At 09:25 -0700 2004-04-26, Peter Constable wrote:
>Mark:
>
>I really feel your usage of terminology here is unhelpful -- in very
>practical ways, unhelpful, because it makes it more difficult to get
>people to understand how to implement things in the right way.
>
>It may be that the application that most interests you is the naming of
>locales, but that does not change the fact that the notions of "locale"
>and "language" are different, and that the primary intent of RFC 1766
>and it's successors has always been identification of "languages", as
>the title and introduction to RFC 3066 indicate:
>
>"Tags for the Identification of Languages"
>
>"One means of indicating the language used is by labeling the
>information content with an identifier for the language that is used in
>this information content."
>
>Whether in your broad or narrow sense, a locale is an operational mode
>of a software application or of a software operating environment to
>provide culture-dependent tailoring.
>
>"Language" in the sense used by RFC 1766/3066 is a
>linguistically-related attribute of content, and a language identifier
>is used to label content to indicate that attribute, or to label
>resources (e.g. spelling checkers) that can appropriately be applied to
>that content. I think that's stated reasonably clearly in RFC 1766/3066
>
>One should also refer to RFC 2277, IETF Policy on Character Sets and
>Languages, which clearly distinguishes "language" tags and "locale"
>tags. In the IETF context, which is the context for RFC 1766/3066, those
>documents provide do *not* provide tags for locales; they provide tags
>for languages.
>
>
>> There is, as I have said, a perfectly reasonable, narrow sense of
>> locale which is essentially identical to what is captured by RFC 3066.
>
>But that does not mean that it's a good thing to refer to RFC 3066 tags
>as locale identifiers.
>
>> And in
>> practice, RFC 3066 is often used with that meaning. I don't see any
>need to deny
>> reality (at least not in this area ;-)
>
>I think you overstate actual practice: For many years, various software
>implementations have used combinations of ISO 639-1 language identifiers
>and ISO 3166 country identifiers joined with an underscore to create
>locale identifiers; e.g. "en_US". It was not until Microsoft's .Net
>Framework that locales ('CultureInfo' in that context) have been named
>using strings that *resemble* RFC 3066 tags -- and it needs to be
>pointed out that the namespace for CultureInfo.Name is not the same as
>the RFC 3066 namespace.
>
>It may be that you and some others have come to refer to RFC 3066 tags
>as "locale" (in some unspecified sense) identifiers, but that
>terminology certainly is not used by all. Indeed, as mentioned above, it
>is counter to IETF practice as described in RFC 2277.
>
>My contention is that it's unhelpful to refer to RFC 3066 as "locale"

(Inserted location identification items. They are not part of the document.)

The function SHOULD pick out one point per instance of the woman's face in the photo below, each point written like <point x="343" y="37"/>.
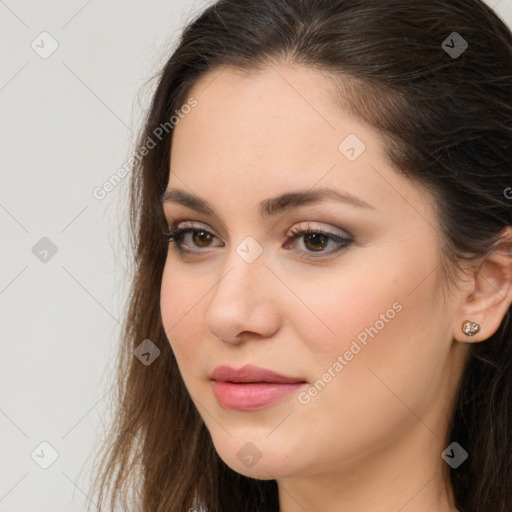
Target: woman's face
<point x="353" y="311"/>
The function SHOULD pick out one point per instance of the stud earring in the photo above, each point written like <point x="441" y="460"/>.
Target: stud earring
<point x="470" y="328"/>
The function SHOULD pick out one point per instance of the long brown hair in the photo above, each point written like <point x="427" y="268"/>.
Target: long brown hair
<point x="447" y="121"/>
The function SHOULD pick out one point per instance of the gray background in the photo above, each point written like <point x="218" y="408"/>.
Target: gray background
<point x="67" y="124"/>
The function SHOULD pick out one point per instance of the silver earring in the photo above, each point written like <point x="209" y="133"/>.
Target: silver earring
<point x="470" y="328"/>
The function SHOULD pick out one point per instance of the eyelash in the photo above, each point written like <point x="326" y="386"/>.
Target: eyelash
<point x="176" y="235"/>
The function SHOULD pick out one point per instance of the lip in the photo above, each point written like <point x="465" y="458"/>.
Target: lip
<point x="250" y="388"/>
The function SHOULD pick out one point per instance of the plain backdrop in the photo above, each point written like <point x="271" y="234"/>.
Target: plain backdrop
<point x="72" y="92"/>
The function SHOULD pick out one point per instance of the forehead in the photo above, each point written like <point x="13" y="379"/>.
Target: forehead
<point x="264" y="133"/>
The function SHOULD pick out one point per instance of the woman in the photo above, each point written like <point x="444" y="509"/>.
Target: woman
<point x="320" y="312"/>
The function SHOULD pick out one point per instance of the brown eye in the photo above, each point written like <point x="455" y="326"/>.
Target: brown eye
<point x="315" y="241"/>
<point x="201" y="238"/>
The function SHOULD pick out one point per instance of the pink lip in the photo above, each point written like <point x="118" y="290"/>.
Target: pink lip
<point x="251" y="387"/>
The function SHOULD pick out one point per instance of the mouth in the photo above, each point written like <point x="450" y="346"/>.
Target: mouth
<point x="250" y="387"/>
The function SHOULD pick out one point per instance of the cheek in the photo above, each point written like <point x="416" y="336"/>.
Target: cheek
<point x="180" y="303"/>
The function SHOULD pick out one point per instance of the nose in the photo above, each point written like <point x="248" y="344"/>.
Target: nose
<point x="243" y="304"/>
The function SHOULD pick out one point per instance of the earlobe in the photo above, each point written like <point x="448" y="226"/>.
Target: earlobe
<point x="490" y="296"/>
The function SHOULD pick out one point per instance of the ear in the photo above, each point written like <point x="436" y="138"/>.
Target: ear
<point x="488" y="294"/>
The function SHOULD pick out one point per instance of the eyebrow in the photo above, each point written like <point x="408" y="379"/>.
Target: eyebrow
<point x="268" y="207"/>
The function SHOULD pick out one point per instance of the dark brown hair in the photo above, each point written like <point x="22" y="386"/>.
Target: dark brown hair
<point x="447" y="123"/>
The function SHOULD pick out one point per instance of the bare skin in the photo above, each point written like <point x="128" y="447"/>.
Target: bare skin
<point x="371" y="438"/>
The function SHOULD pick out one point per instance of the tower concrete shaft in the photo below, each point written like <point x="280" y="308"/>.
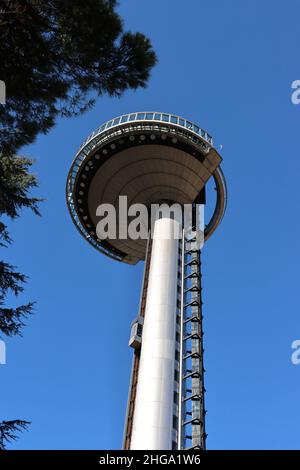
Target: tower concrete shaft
<point x="166" y="397"/>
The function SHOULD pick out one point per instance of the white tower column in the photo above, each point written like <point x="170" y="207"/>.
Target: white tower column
<point x="153" y="413"/>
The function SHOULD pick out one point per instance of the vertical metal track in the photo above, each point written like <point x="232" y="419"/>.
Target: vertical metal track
<point x="192" y="418"/>
<point x="136" y="357"/>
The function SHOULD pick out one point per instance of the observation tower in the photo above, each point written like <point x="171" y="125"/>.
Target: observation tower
<point x="156" y="159"/>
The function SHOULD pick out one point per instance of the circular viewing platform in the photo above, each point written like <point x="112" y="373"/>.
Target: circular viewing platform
<point x="148" y="157"/>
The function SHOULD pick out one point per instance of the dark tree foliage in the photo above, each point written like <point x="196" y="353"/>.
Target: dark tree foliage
<point x="56" y="56"/>
<point x="9" y="431"/>
<point x="15" y="183"/>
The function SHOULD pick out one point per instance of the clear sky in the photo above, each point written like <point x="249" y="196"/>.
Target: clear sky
<point x="229" y="67"/>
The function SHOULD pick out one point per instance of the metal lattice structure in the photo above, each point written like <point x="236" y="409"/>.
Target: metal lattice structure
<point x="192" y="419"/>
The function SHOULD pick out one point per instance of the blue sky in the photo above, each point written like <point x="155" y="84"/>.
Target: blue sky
<point x="229" y="67"/>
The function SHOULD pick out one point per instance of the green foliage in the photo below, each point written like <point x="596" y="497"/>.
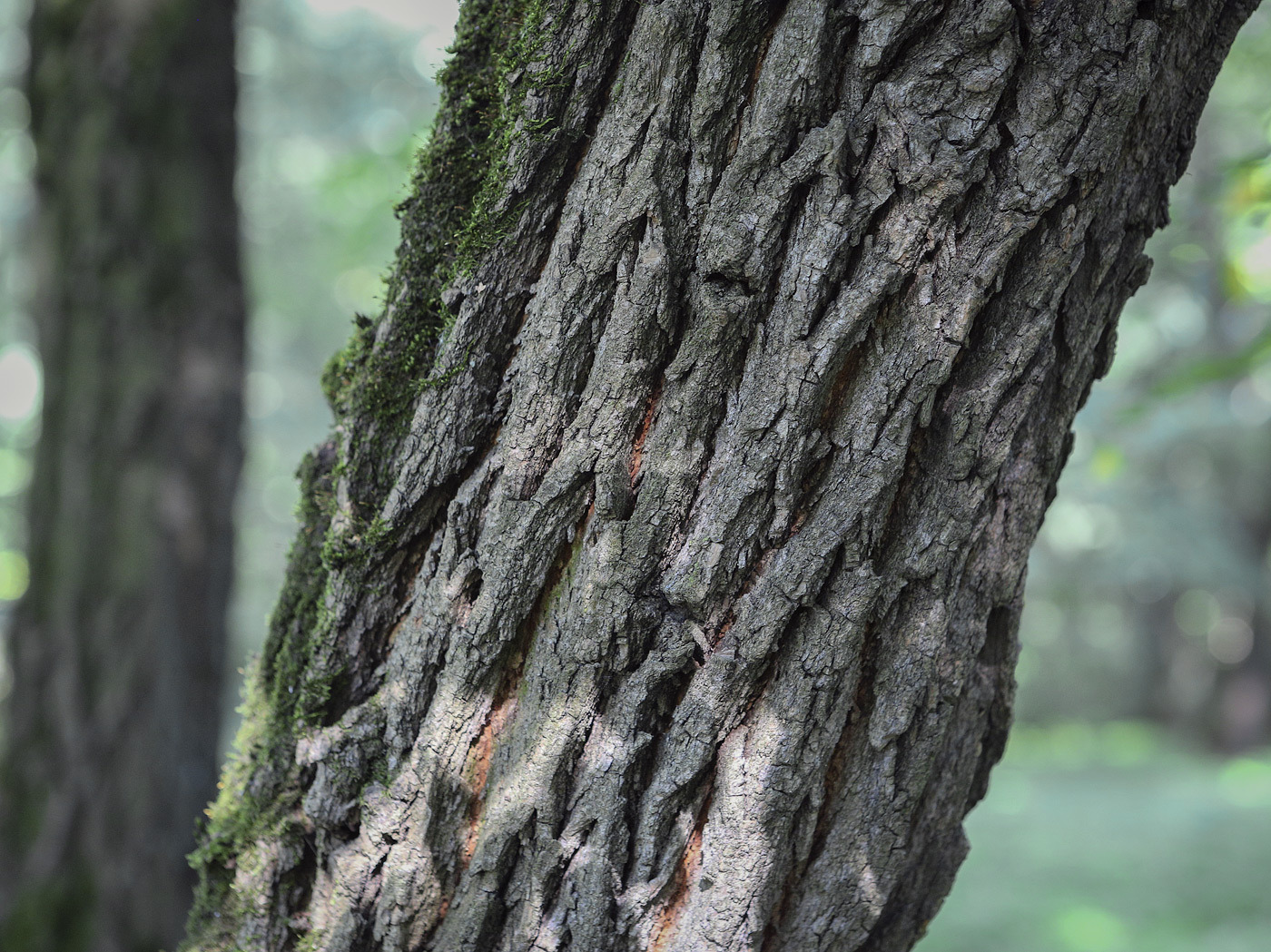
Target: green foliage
<point x="1114" y="839"/>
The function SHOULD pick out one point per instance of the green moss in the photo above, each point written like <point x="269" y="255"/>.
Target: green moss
<point x="258" y="795"/>
<point x="457" y="210"/>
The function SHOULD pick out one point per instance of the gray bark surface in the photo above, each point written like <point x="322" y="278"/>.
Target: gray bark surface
<point x="117" y="648"/>
<point x="674" y="605"/>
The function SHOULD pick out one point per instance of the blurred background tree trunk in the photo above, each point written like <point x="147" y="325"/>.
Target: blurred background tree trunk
<point x="660" y="584"/>
<point x="116" y="650"/>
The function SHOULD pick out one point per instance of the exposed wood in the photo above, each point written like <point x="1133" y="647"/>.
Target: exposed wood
<point x="759" y="349"/>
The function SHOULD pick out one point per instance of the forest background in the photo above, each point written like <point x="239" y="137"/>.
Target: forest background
<point x="1133" y="810"/>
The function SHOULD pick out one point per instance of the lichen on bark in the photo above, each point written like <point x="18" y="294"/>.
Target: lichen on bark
<point x="679" y="613"/>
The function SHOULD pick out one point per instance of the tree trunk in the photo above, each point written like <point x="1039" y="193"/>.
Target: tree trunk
<point x="117" y="647"/>
<point x="658" y="589"/>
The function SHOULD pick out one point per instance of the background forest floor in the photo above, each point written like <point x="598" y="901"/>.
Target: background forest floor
<point x="1114" y="839"/>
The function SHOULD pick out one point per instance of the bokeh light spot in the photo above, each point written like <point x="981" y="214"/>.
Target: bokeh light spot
<point x="19" y="383"/>
<point x="1090" y="929"/>
<point x="15" y="574"/>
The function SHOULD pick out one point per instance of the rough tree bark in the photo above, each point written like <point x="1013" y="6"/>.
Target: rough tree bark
<point x="117" y="647"/>
<point x="660" y="584"/>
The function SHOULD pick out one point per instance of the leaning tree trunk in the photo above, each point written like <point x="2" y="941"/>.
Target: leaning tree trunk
<point x="658" y="587"/>
<point x="117" y="647"/>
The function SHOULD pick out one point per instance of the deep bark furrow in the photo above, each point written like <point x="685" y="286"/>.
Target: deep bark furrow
<point x="773" y="437"/>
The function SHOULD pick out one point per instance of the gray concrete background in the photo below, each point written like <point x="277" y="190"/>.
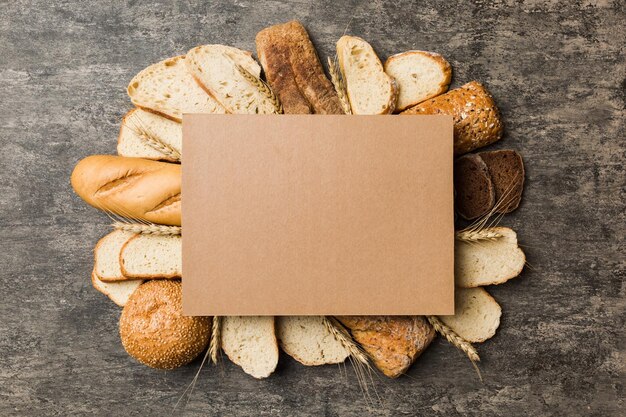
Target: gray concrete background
<point x="557" y="71"/>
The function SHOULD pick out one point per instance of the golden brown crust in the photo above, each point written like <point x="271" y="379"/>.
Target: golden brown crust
<point x="477" y="121"/>
<point x="393" y="342"/>
<point x="154" y="331"/>
<point x="130" y="187"/>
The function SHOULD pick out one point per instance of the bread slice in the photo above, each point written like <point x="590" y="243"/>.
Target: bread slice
<point x="308" y="340"/>
<point x="476" y="315"/>
<point x="118" y="291"/>
<point x="140" y="128"/>
<point x="168" y="89"/>
<point x="475" y="194"/>
<point x="250" y="342"/>
<point x="107" y="256"/>
<point x="420" y="75"/>
<point x="215" y="68"/>
<point x="152" y="256"/>
<point x="370" y="90"/>
<point x="506" y="169"/>
<point x="488" y="262"/>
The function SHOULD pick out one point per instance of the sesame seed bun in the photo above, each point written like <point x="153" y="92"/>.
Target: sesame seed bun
<point x="154" y="331"/>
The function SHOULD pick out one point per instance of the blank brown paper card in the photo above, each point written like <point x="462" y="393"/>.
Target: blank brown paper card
<point x="323" y="215"/>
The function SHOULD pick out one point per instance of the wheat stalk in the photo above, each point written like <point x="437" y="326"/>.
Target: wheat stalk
<point x="340" y="87"/>
<point x="148" y="229"/>
<point x="457" y="341"/>
<point x="263" y="87"/>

>tags. I have no problem with *using* RFC 3066 to name certain locales,
>or to control the operational mode of software processes in certain
>contexts. But saying that RFC 3066 tags are "locale" tags is decidedly
>unhelpful in getting people to understand what are appropriate
>requirements of implementations. While you may have a conceptualization
>that distinguishes between "narrow" and "broad" senses of "locale",
>there are at least some software implementers (and I suspect this
>applies to most) that only know of "locale", without any distinction of
>subtypes. As a result, people inevitably will end up confusing
>namespaces for locales with the RFC 3066 namespace. My concern is that
>this will lead to problems of interoperation, and will potentially
>undermine RFC 3066.
>
>Consider a couple of situations. First, someone needs to define in their
>software a locale for (say) US English but we a 24-hour time format.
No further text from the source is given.